Neue Wege

Neue Wege

Wir gehen neue Wege, trauen uns aus der Komfortzone und mindestens ich staune, was nähtechnisch geht…

Mittlerweile bin ich schon massiv weiter am guten Stück, aber es ist anspruchsvoll. Aber es kommt gut. Sehr gut sogar, demnächst mehr davon!

Die Komfortzone verlassen haben wir auch mit Inka – sie ist wieder zu ihrer Familie zurück gekehrt, Jodie macht ein Kreuz an die Decke, Grossonkel Bob trauert etwas und sortiert seine Hormone und Elio berichtet stolz, er hätte dem Frieden zuliebe einen ganzen Tag mit Tina zur Arbeit dürfen.

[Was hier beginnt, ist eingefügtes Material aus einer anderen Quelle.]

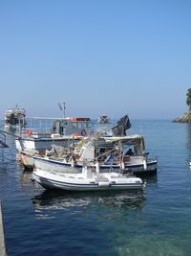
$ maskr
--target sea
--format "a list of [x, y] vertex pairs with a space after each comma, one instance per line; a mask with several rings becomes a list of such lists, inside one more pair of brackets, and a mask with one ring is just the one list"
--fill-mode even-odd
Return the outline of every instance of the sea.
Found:
[[0, 199], [9, 256], [191, 255], [191, 124], [131, 123], [128, 133], [142, 134], [159, 159], [143, 192], [47, 191], [23, 170], [8, 135]]

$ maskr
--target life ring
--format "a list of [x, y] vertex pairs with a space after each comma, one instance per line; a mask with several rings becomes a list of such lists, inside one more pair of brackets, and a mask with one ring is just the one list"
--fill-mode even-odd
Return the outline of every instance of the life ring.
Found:
[[82, 135], [82, 136], [86, 136], [86, 134], [87, 134], [87, 132], [86, 132], [86, 130], [83, 128], [83, 129], [81, 130], [81, 135]]
[[31, 130], [31, 128], [28, 128], [27, 130], [26, 130], [26, 133], [28, 134], [28, 135], [32, 135], [32, 130]]

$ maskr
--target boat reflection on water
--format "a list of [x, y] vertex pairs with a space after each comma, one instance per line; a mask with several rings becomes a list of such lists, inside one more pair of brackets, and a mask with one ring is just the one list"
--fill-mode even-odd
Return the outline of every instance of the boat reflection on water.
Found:
[[139, 210], [144, 199], [143, 191], [77, 193], [46, 190], [41, 195], [32, 198], [32, 201], [34, 205], [36, 218], [44, 219], [53, 218], [55, 211], [59, 210], [70, 211], [70, 214], [88, 213], [93, 208], [99, 210], [100, 206]]

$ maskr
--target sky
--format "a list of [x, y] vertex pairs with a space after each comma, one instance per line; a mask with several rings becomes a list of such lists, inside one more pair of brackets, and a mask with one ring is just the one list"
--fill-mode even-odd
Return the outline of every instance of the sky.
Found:
[[1, 0], [0, 117], [174, 119], [188, 109], [190, 0]]

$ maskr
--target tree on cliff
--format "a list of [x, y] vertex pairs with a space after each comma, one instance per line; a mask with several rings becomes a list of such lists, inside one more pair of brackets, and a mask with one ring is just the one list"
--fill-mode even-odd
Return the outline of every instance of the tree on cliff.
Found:
[[186, 104], [189, 106], [189, 110], [191, 111], [191, 88], [188, 89], [186, 97]]

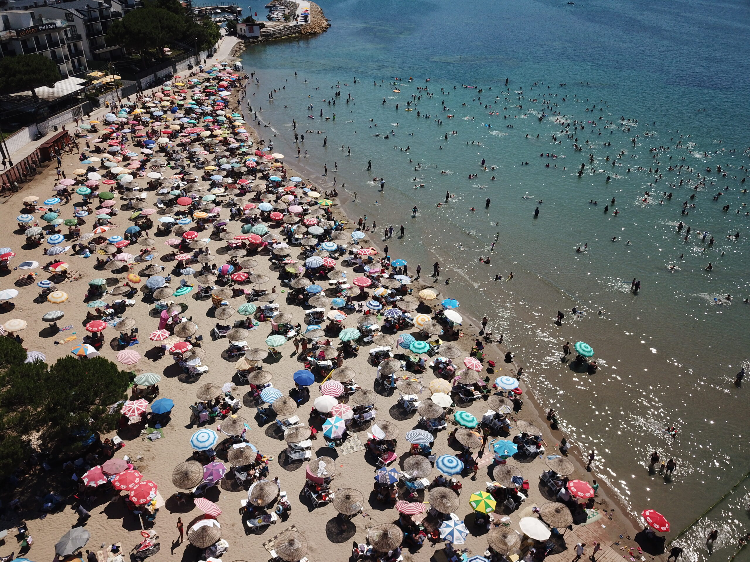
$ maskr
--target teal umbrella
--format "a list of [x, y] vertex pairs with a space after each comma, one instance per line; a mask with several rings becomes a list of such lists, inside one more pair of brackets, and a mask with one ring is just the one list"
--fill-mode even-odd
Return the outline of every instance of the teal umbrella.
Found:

Es sei aber, nach dem sich die erste Aufregung gelegt hat, SEHR langweilig gewesen…

von links: Jodie, Bob, Elio und Inka

Neues probieren wir auch trink- und essenstechnisch aus. Ein grosses Probierpaket ist aus dem Valley, aus Kemptthal gekommen. Zitat: «Wie Döner, nur schöner!» Noch haben wir nichts probiert… ich werde berichten. Aber manchmal muss es einfach wieder mal was Neues sein.

Trinktechnisch haben wir uns bereits an Neues gewagt und ich sage nur: mmmmhhh! sehr fein und farbig. Jetzt schauen wir mal, das die neu bestellten Flaschen hergeben. Ich werde -auch davon- berichten!

Man muss die Feste feiern, wie sie fallen – ein Bekannter von AnnA hat beruflich bei uns aufgeschlagen – etwas erstaunt hat er zur Kenntnis genommen, dass wir unsere Versprechen mit dem «Service auf dem Silbertablett und so» halten! Eiskaltes Schweppes, Blöterliwasser und einen gut gefüllten Biber von der Bibermanufaktur in Illnau – es könnte wahrlich schlechter sein!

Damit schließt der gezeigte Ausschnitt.